Therapy of Genetic Disorders-Novel Therapies for Duchenne Muscular Dystrophy

Abstract

Duchenne muscular dystrophy (DMD) is an inherited, progressive muscle wasting disorder caused by mutations in the dystrophin gene. An increasing variety of approaches are moving towards clinical testing that all aim to restore dystrophin production and to enhance or preserve muscle mass. Gene therapy methods are being developed to replace the defective dystrophin gene or induce dystrophin production from mutant genes. Stem cell approaches are being developed to replace lost muscle cells while also bringing in new dystrophin genes. This review summarizes recent progress in the field with an emphasis on clinical applications.

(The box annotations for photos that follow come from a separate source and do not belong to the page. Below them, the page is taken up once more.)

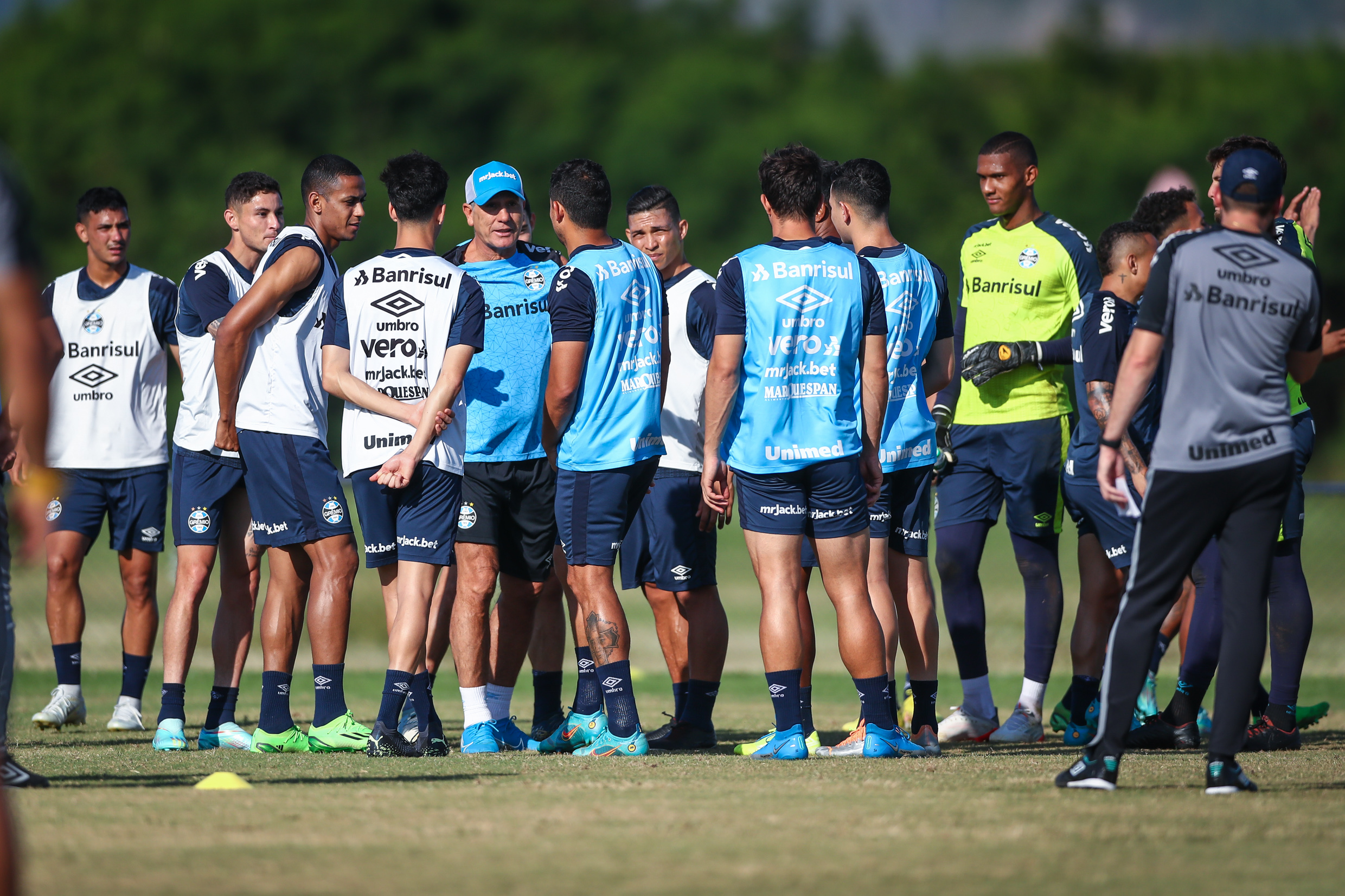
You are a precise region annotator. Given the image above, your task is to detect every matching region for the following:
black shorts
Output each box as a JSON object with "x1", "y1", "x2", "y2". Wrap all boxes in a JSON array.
[{"x1": 457, "y1": 457, "x2": 555, "y2": 582}]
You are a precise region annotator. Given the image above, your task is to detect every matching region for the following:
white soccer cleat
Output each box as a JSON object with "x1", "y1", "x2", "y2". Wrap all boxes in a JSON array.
[
  {"x1": 33, "y1": 685, "x2": 86, "y2": 731},
  {"x1": 989, "y1": 702, "x2": 1046, "y2": 744},
  {"x1": 107, "y1": 696, "x2": 145, "y2": 731},
  {"x1": 939, "y1": 707, "x2": 1000, "y2": 743}
]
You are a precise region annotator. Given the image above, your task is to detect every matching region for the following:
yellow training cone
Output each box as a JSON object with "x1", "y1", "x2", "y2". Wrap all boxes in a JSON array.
[{"x1": 196, "y1": 771, "x2": 252, "y2": 790}]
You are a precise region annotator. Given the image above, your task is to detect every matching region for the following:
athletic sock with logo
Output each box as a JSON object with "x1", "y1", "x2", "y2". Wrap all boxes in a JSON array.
[
  {"x1": 485, "y1": 682, "x2": 514, "y2": 719},
  {"x1": 51, "y1": 641, "x2": 81, "y2": 688},
  {"x1": 159, "y1": 681, "x2": 187, "y2": 723},
  {"x1": 257, "y1": 672, "x2": 294, "y2": 735},
  {"x1": 533, "y1": 669, "x2": 562, "y2": 723},
  {"x1": 571, "y1": 648, "x2": 603, "y2": 716},
  {"x1": 851, "y1": 676, "x2": 894, "y2": 730},
  {"x1": 1069, "y1": 676, "x2": 1101, "y2": 728},
  {"x1": 678, "y1": 679, "x2": 720, "y2": 731},
  {"x1": 765, "y1": 669, "x2": 812, "y2": 738},
  {"x1": 121, "y1": 653, "x2": 153, "y2": 700},
  {"x1": 911, "y1": 679, "x2": 939, "y2": 731},
  {"x1": 378, "y1": 669, "x2": 412, "y2": 731},
  {"x1": 594, "y1": 660, "x2": 640, "y2": 738},
  {"x1": 313, "y1": 662, "x2": 345, "y2": 727}
]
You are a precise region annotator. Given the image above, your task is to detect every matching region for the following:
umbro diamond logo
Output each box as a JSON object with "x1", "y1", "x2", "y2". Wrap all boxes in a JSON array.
[
  {"x1": 70, "y1": 364, "x2": 117, "y2": 388},
  {"x1": 774, "y1": 286, "x2": 831, "y2": 313},
  {"x1": 370, "y1": 290, "x2": 425, "y2": 317}
]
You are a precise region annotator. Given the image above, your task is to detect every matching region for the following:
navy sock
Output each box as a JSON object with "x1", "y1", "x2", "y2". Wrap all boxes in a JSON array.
[
  {"x1": 678, "y1": 679, "x2": 720, "y2": 731},
  {"x1": 51, "y1": 641, "x2": 79, "y2": 685},
  {"x1": 853, "y1": 676, "x2": 893, "y2": 728},
  {"x1": 378, "y1": 669, "x2": 412, "y2": 731},
  {"x1": 1069, "y1": 676, "x2": 1101, "y2": 727},
  {"x1": 593, "y1": 660, "x2": 640, "y2": 738},
  {"x1": 911, "y1": 679, "x2": 939, "y2": 731},
  {"x1": 121, "y1": 653, "x2": 153, "y2": 700},
  {"x1": 533, "y1": 669, "x2": 561, "y2": 723},
  {"x1": 159, "y1": 681, "x2": 187, "y2": 721},
  {"x1": 765, "y1": 669, "x2": 812, "y2": 736},
  {"x1": 257, "y1": 672, "x2": 294, "y2": 735},
  {"x1": 313, "y1": 662, "x2": 345, "y2": 727},
  {"x1": 571, "y1": 648, "x2": 603, "y2": 716},
  {"x1": 672, "y1": 681, "x2": 691, "y2": 719}
]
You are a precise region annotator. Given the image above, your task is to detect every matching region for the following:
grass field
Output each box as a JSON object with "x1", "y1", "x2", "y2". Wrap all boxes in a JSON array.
[{"x1": 9, "y1": 497, "x2": 1345, "y2": 895}]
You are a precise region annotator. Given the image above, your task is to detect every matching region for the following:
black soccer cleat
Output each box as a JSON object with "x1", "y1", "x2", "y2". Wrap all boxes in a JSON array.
[
  {"x1": 648, "y1": 721, "x2": 720, "y2": 750},
  {"x1": 1126, "y1": 713, "x2": 1200, "y2": 750},
  {"x1": 1056, "y1": 753, "x2": 1120, "y2": 790},
  {"x1": 1205, "y1": 759, "x2": 1258, "y2": 795},
  {"x1": 1243, "y1": 716, "x2": 1303, "y2": 752},
  {"x1": 364, "y1": 720, "x2": 421, "y2": 756}
]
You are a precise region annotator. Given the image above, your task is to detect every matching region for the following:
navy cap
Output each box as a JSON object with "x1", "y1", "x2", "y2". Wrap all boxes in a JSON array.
[{"x1": 1219, "y1": 149, "x2": 1284, "y2": 203}]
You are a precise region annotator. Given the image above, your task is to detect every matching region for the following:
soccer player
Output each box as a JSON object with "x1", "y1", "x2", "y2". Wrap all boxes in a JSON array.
[
  {"x1": 701, "y1": 144, "x2": 925, "y2": 759},
  {"x1": 933, "y1": 130, "x2": 1099, "y2": 743},
  {"x1": 33, "y1": 186, "x2": 177, "y2": 731},
  {"x1": 445, "y1": 161, "x2": 562, "y2": 752},
  {"x1": 215, "y1": 156, "x2": 371, "y2": 752},
  {"x1": 1056, "y1": 149, "x2": 1322, "y2": 794},
  {"x1": 827, "y1": 158, "x2": 952, "y2": 756},
  {"x1": 542, "y1": 158, "x2": 669, "y2": 756},
  {"x1": 153, "y1": 171, "x2": 285, "y2": 750},
  {"x1": 622, "y1": 186, "x2": 729, "y2": 750},
  {"x1": 323, "y1": 152, "x2": 484, "y2": 756},
  {"x1": 1064, "y1": 220, "x2": 1162, "y2": 747}
]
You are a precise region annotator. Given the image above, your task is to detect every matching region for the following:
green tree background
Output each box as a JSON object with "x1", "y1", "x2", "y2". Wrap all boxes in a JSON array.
[{"x1": 0, "y1": 0, "x2": 1345, "y2": 467}]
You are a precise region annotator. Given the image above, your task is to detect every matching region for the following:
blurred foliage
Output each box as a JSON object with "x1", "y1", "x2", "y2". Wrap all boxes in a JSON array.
[{"x1": 0, "y1": 0, "x2": 1345, "y2": 448}]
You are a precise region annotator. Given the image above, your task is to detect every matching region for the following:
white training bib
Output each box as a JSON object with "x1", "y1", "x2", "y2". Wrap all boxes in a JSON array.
[
  {"x1": 172, "y1": 250, "x2": 252, "y2": 457},
  {"x1": 659, "y1": 267, "x2": 714, "y2": 472},
  {"x1": 47, "y1": 265, "x2": 168, "y2": 470},
  {"x1": 340, "y1": 250, "x2": 467, "y2": 475},
  {"x1": 235, "y1": 224, "x2": 340, "y2": 444}
]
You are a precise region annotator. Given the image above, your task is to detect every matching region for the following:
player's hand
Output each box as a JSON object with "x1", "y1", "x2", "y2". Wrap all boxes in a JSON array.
[
  {"x1": 369, "y1": 452, "x2": 420, "y2": 489},
  {"x1": 215, "y1": 418, "x2": 238, "y2": 452},
  {"x1": 962, "y1": 343, "x2": 1041, "y2": 385}
]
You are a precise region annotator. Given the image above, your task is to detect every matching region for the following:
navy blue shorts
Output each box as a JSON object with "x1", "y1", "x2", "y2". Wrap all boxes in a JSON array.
[
  {"x1": 238, "y1": 430, "x2": 355, "y2": 548},
  {"x1": 555, "y1": 457, "x2": 659, "y2": 567},
  {"x1": 47, "y1": 466, "x2": 168, "y2": 553},
  {"x1": 1065, "y1": 475, "x2": 1139, "y2": 570},
  {"x1": 1279, "y1": 411, "x2": 1317, "y2": 540},
  {"x1": 350, "y1": 461, "x2": 463, "y2": 570},
  {"x1": 172, "y1": 444, "x2": 244, "y2": 547},
  {"x1": 733, "y1": 454, "x2": 869, "y2": 539},
  {"x1": 622, "y1": 470, "x2": 717, "y2": 591},
  {"x1": 935, "y1": 416, "x2": 1069, "y2": 539}
]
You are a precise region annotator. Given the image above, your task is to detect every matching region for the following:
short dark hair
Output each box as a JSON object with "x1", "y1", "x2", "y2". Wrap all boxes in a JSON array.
[
  {"x1": 75, "y1": 186, "x2": 129, "y2": 222},
  {"x1": 225, "y1": 171, "x2": 280, "y2": 208},
  {"x1": 1205, "y1": 134, "x2": 1289, "y2": 176},
  {"x1": 299, "y1": 153, "x2": 364, "y2": 204},
  {"x1": 1098, "y1": 220, "x2": 1154, "y2": 277},
  {"x1": 831, "y1": 158, "x2": 892, "y2": 220},
  {"x1": 757, "y1": 144, "x2": 823, "y2": 222},
  {"x1": 549, "y1": 158, "x2": 612, "y2": 230},
  {"x1": 976, "y1": 130, "x2": 1037, "y2": 168},
  {"x1": 378, "y1": 151, "x2": 448, "y2": 222},
  {"x1": 1130, "y1": 186, "x2": 1196, "y2": 238},
  {"x1": 625, "y1": 184, "x2": 682, "y2": 223}
]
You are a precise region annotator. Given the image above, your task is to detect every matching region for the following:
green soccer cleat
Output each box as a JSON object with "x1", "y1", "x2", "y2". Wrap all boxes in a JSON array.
[
  {"x1": 308, "y1": 710, "x2": 374, "y2": 752},
  {"x1": 249, "y1": 725, "x2": 312, "y2": 752}
]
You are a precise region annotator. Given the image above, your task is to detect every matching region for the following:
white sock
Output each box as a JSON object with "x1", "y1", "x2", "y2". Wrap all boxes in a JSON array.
[
  {"x1": 459, "y1": 685, "x2": 491, "y2": 728},
  {"x1": 1018, "y1": 679, "x2": 1046, "y2": 716},
  {"x1": 962, "y1": 674, "x2": 995, "y2": 719},
  {"x1": 485, "y1": 684, "x2": 514, "y2": 719}
]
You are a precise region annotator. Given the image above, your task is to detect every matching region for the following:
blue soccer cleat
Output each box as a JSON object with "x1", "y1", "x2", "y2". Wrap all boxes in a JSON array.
[
  {"x1": 459, "y1": 721, "x2": 501, "y2": 752},
  {"x1": 752, "y1": 725, "x2": 808, "y2": 759}
]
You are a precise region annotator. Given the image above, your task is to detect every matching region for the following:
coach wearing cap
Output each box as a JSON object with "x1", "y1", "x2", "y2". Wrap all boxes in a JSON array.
[{"x1": 1056, "y1": 149, "x2": 1322, "y2": 794}]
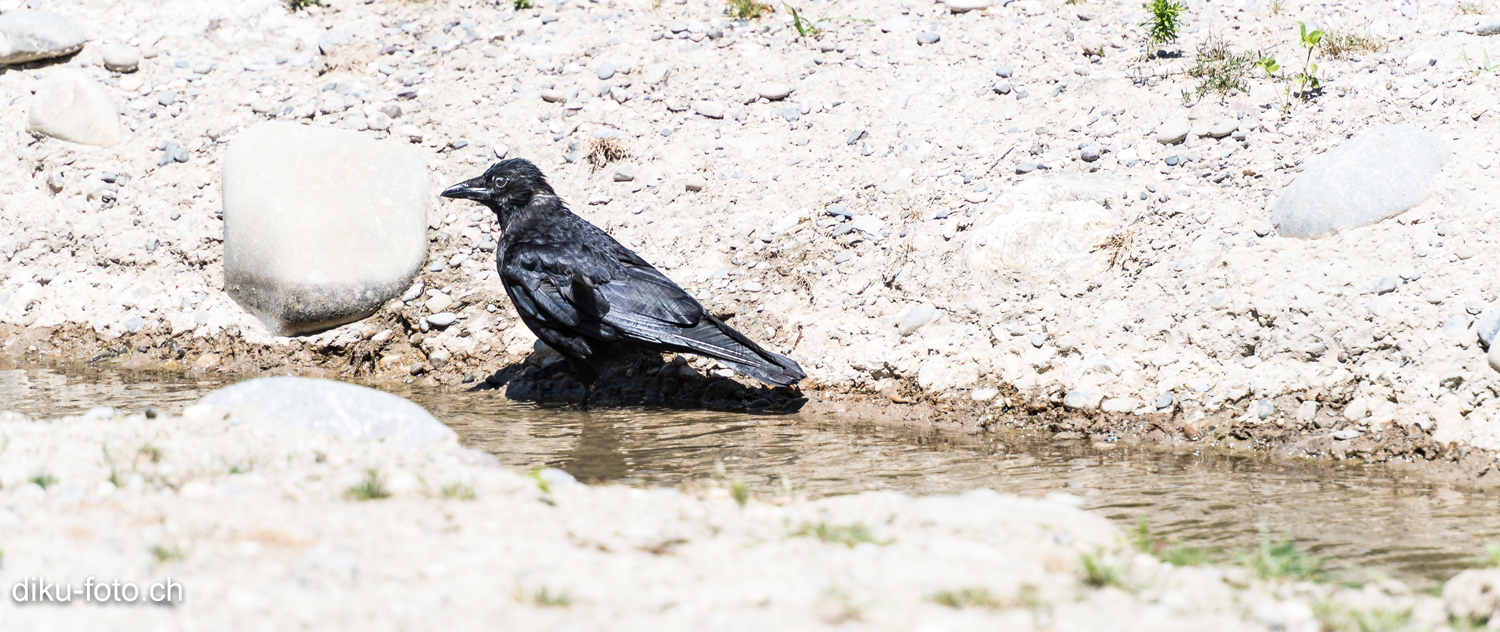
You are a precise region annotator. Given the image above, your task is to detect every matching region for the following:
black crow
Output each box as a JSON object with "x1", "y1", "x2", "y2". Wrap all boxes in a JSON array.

Keywords: Duchenne muscular dystrophy; adeno-associated viral vectors; antisense oligonucleotide; cxmd dog; dystrophin; gene therapy; inducible pluripotent stem cell; mdx mouse; mesoangioblast; morpholino; myoblast; pericyte; premature termination codon; satellite cell; stem cells; utrophin.

Figure

Functional dystrophin can be restored through rAAV-mediated gene replacement, exon skipping, mutation suppression (not shown), or cell therapies (not shown). For gene replacement, minimally essential regions of dystrophin are removed to fit the limited carrying capacity of rAAV vectors and generate short dystrophin constructs (microdystrophins). Despite the truncation, microdystrophins restored dystrophin protein production and ~90% of strength in dystrophic mice. Larger dystrophin constructs (minidystrophins) that incorporate additional regions necessary for recruiting important dystrophin binding partners (e.g. nNOS) result in even greater physiological improvements. Minidystrophins are delivered in pieces using multiple rAAV vectors and reassembled in muscle cells by various methods such as homologous recombination. In exon-skipping, synthetic antisense oligonucleotides (AON) are specifically designed to anneal to precursor mRNA (pre-mRNA) and alter RNA splicing to restore normal protein open reading frames, resulting in the production of a smaller, but functional dystrophin. These techniques can be used in combination with cell therapies to correct genetic mutations prior to transplantation back into the patient in ex vivo therapies.